O Senhor Jesus sabe separar o precioso do vil em todas as nossas ações e práticas. Ele rejeita o vil e apresenta o precioso a Deus em nosso favor. Temos uma ilustração disso no final de Levítico 1. Ali vemos o ofertante trazendo uma oferta de aves ao sacerdote. “E o sacerdote a oferecerá sobre o altar, e tirar-lhe-á a cabeça, e a queimará sobre o altar; e o seu sangue será espremido na parede do altar; E o seu papo com as suas penas tirará e o lançará junto ao altar, para o lado do oriente, no lugar da cinza; E fendê-la-á junto às suas asas, porém não a partirá; e o sacerdote a queimará em cima do altar sobre a lenha que está no fogo; holocausto é, oferta queimada de cheiro suave ao SENHOR” (Levítico 1:15-17). O olhar do sacerdote discernia quais partes da oferta eram adequadas para o altar de Deus e quais eram para “o lugar das cinzas”. Essa era a sua função. O ofertante trazia o sacrifício ao sacerdote, e este o preparava para o altar. Ele separava o precioso do vil. O olhar e a faca do sacerdote eram necessários para que o sacrifício estivesse em condições adequadas a ser apresentado no altar do Deus de Israel.

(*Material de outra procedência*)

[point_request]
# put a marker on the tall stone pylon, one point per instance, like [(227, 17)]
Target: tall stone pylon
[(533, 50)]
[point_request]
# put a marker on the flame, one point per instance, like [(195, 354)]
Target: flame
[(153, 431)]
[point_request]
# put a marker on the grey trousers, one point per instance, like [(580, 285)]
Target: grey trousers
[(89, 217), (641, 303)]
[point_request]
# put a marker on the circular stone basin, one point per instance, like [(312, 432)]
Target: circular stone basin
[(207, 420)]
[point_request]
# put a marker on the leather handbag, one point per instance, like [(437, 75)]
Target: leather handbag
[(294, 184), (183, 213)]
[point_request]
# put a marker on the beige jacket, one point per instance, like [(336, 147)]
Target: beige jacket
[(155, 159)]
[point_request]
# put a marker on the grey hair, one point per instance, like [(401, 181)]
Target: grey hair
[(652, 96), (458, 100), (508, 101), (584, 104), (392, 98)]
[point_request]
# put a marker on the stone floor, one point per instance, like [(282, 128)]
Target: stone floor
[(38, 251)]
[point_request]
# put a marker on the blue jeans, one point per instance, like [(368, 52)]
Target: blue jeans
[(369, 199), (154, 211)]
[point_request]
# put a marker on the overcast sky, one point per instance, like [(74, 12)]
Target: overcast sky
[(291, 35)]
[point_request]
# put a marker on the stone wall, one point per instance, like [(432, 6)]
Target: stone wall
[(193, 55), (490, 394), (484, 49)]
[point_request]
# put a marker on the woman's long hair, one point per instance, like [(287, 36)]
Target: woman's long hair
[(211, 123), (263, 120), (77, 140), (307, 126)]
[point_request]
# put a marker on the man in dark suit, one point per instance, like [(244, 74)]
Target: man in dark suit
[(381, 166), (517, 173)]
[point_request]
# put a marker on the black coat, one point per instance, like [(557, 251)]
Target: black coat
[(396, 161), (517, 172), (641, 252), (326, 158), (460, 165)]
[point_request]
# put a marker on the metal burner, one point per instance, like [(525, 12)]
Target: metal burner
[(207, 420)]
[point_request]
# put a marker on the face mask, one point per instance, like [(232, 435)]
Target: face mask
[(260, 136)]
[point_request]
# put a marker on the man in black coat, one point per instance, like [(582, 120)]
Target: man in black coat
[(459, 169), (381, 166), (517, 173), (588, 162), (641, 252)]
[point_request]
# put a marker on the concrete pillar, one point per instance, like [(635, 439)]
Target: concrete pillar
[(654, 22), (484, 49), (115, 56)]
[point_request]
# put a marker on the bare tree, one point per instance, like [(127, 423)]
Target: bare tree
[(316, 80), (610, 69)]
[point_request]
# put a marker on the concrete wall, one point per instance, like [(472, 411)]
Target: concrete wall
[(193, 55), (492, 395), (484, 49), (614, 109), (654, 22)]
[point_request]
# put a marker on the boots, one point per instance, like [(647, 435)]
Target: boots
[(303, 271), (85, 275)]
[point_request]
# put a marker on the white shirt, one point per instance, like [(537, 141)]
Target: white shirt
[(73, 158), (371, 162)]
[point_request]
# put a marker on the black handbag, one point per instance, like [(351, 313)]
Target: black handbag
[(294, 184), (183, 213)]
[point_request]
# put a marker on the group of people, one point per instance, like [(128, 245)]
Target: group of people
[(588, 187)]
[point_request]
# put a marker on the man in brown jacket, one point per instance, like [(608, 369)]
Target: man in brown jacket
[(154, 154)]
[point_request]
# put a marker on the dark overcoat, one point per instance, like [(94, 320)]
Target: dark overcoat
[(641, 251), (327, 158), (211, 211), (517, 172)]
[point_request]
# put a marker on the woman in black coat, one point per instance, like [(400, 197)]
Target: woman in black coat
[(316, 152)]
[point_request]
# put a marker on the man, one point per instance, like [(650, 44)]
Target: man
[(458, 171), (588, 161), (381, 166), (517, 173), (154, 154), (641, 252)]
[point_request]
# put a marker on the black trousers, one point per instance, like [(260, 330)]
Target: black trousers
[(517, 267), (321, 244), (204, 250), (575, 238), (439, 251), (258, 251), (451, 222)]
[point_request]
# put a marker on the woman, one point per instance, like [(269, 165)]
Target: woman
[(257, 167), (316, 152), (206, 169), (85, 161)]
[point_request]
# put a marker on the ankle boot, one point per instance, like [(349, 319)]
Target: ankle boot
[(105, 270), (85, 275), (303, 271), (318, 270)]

Tudo isso é repleto de significado e conforto para o Cristão. Em nossos melhores serviços e sacrifícios, há abundância que corresponde ao “papo com suas penas”. Mas, bendito seja Deus, temos “um Grande Sumo Sacerdote” em cujas mãos podemos colocar todas as nossas ofertas, com a plena certeza de que Ele sabe o que fazer com elas. Quando passarem sob o Seu olhar sacerdotal e sob a ação de Sua mão sacerdotal, elas ascenderão ao trono de Deus em toda a fragrância do Seu nome excelentíssimo. Isso é eminentemente calculado para infundir confiança em nosso coração enquanto buscamos, apesar de nossa perceptível fraqueza, responder à exortação do apóstolo: “Por Ele, pois, ofereçamos sempre a Deus sacrifício de louvor, isto é, o fruto dos lábios que confessam o Seu nome. Mas não vos esqueçais de fazer o bem e de repartir com outros, porque com tais sacrifícios Deus Se agrada” (Hb 13:15-16 – AIBB). Não precisamos ter receio de trazer a menor das ofertas. Se tão somente o Espírito Santo der origem ao sacrifício, então Cristo certamente o apresentará, e Deus ficará satisfeito.